A way of representing the progression of the deals in a pipeline as you work them.

What stages do: 

Give a quick visual indication of where each deal sits along the journey to won (hopefully!), so you can decide where to focus your time and attention most effectively. 

Just like your pipeline overall, stages make it clear which opportunities are being forecasted so sales can be transparent and provide visibility to the company on revenue opportunities. 

Common issues are:

Too many stages, usually from trying to track internal admin like steps to get your quote through a backend approval system before publishing it to your customer. For example, if you know that a prospect has your quote and is evaluating your offering, that’s all the stage needs to reflect – avoid including stages for details that will clutter your view. 

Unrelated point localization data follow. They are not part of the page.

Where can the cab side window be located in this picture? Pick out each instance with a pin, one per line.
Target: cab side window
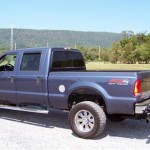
(30, 62)
(7, 62)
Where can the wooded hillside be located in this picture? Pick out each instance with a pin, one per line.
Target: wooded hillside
(41, 38)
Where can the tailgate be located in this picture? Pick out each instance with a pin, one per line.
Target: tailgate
(144, 76)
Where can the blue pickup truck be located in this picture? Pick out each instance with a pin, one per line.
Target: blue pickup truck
(38, 79)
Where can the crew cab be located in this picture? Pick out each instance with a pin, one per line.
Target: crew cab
(39, 79)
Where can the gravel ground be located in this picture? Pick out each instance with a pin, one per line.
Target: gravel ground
(29, 131)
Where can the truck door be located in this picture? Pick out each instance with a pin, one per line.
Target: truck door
(7, 80)
(29, 80)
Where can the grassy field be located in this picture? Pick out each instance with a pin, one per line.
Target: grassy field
(108, 66)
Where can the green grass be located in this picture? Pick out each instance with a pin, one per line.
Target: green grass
(109, 66)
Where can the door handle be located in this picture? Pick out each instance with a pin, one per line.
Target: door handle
(38, 80)
(11, 79)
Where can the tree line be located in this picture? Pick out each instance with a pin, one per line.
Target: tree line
(131, 48)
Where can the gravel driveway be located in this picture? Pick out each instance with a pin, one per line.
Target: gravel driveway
(29, 131)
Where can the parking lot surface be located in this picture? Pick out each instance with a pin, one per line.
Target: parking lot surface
(32, 131)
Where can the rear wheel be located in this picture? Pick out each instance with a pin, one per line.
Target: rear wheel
(87, 119)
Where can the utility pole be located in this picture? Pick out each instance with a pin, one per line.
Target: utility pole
(15, 45)
(99, 53)
(11, 38)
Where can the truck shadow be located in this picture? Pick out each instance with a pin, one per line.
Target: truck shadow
(133, 129)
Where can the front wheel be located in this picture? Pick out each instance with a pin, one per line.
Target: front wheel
(87, 119)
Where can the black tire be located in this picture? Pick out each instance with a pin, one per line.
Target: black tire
(87, 119)
(115, 118)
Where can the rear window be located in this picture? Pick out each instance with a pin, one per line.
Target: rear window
(30, 62)
(66, 59)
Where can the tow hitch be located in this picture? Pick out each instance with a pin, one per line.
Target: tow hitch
(147, 113)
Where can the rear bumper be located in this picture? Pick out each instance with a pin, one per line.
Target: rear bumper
(143, 108)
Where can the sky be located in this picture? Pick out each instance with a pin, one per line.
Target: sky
(77, 15)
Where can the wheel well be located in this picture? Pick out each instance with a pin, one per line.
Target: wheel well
(85, 94)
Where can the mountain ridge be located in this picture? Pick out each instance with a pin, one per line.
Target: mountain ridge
(61, 38)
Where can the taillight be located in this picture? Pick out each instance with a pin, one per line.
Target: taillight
(137, 88)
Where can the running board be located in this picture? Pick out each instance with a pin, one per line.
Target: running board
(25, 109)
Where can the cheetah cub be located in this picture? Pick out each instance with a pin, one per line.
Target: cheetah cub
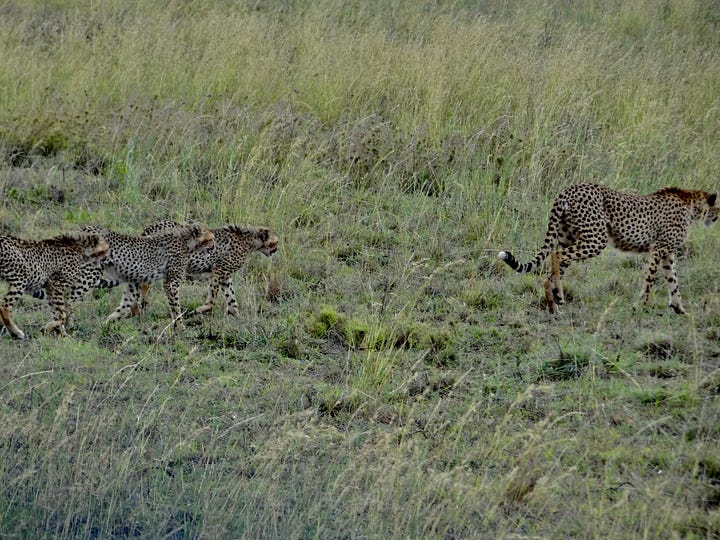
(233, 244)
(587, 217)
(54, 265)
(143, 259)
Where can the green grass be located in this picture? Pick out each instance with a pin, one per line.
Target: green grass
(387, 377)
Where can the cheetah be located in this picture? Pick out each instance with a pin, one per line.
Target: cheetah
(233, 243)
(143, 259)
(54, 265)
(91, 277)
(587, 217)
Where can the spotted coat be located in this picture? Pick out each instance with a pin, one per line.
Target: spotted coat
(144, 259)
(587, 217)
(55, 265)
(233, 243)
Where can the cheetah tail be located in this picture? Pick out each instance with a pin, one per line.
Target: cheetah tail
(550, 240)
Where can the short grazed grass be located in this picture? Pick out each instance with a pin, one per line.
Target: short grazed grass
(387, 377)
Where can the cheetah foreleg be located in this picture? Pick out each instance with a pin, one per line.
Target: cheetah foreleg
(128, 304)
(9, 324)
(212, 294)
(56, 297)
(673, 288)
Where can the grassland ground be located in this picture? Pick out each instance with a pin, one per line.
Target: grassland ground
(387, 376)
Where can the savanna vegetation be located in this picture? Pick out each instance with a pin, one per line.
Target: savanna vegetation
(387, 376)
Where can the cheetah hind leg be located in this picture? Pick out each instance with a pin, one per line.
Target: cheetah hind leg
(11, 327)
(554, 294)
(673, 288)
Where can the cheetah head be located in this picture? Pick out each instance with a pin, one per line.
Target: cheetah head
(269, 241)
(201, 238)
(95, 247)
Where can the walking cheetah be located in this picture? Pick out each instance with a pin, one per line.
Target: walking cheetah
(233, 243)
(53, 265)
(143, 259)
(587, 217)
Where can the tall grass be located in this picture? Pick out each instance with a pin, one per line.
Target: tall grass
(386, 377)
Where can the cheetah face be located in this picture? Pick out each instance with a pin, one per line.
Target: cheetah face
(97, 250)
(269, 242)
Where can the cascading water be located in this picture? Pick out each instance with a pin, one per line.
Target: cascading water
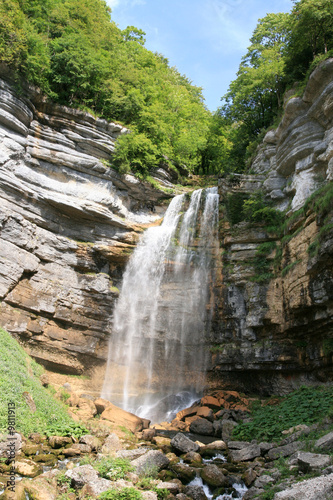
(157, 354)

Mixing up stages and activities is another problem, so the next section should explain that 🙂

Activities

What activities are:

The things that you do when you’re working a lead or opportunity, like the interactions you have with the prospect. 

What activities do: 

Move an opportunity forward. Whether it’s to email a proposal, complete an account map or engage with procurement for sign-off, it’s what you do to progress to the next stage in the pipeline (or get clarity on how to achieve progress). When you record activities in your CRM, they become a history of the deal that allows anyone to understand what’s happened so they can step in or provide help.

Common issues are: 

Doing the wrong activity at the wrong time and creating busywork that doesn’t progress the deal. For example, there’s no point in engaging your sales engineering team on every preliminary opportunity that hasn’t yet been qualified. 

Also, watch out for too much automation – sending out generic email templates at various stages can backfire when it isn’t relevant.

Tasks

What tasks are:

A way of noting what actions need to be done on each lead or opportunity in your pipeline. A task might represent a few steps you need to take to complete an activity.

What tasks do:

Remind you what needs to be done on each deal so that you don’t forget, and so that you can jump straight in and do it without having to review the history of the deal each time.

Common issues are: 

Just like activities, tasks can be over-automated (usually triggered by moving opportunities between stages). 

Using default task due dates can leave you with too many tasks due on the same day, leading to admin overload for the sales rep (you should know how many tasks it’s reasonable for each rep to do in a day).

Notes

What notes are:

A summary of any important/useful outcomes from activities or updates on a deal.

What notes do:

Along with activities and tasks, notes build up a timeline that make it easy to get a clear understanding of the status and engagement with each deal.

Common issues are:

Too much detail in notes, so it doesn’t let you understand at a glance. 

Mixing up tasks and notes – using notes to record what you plan to do, instead of using a task and keeping notes as a record of outcomes.

Putting it all together

You can read so much that all of these terms start to blur together and you lose sight of the ultimate aim: 

Make your process and your engagement as simple as possible. 

By having a clear understanding of each of these things, you can simplify and take some of the pain out of admin for your whole team. Less pain, happier reps, more productivity, better performance.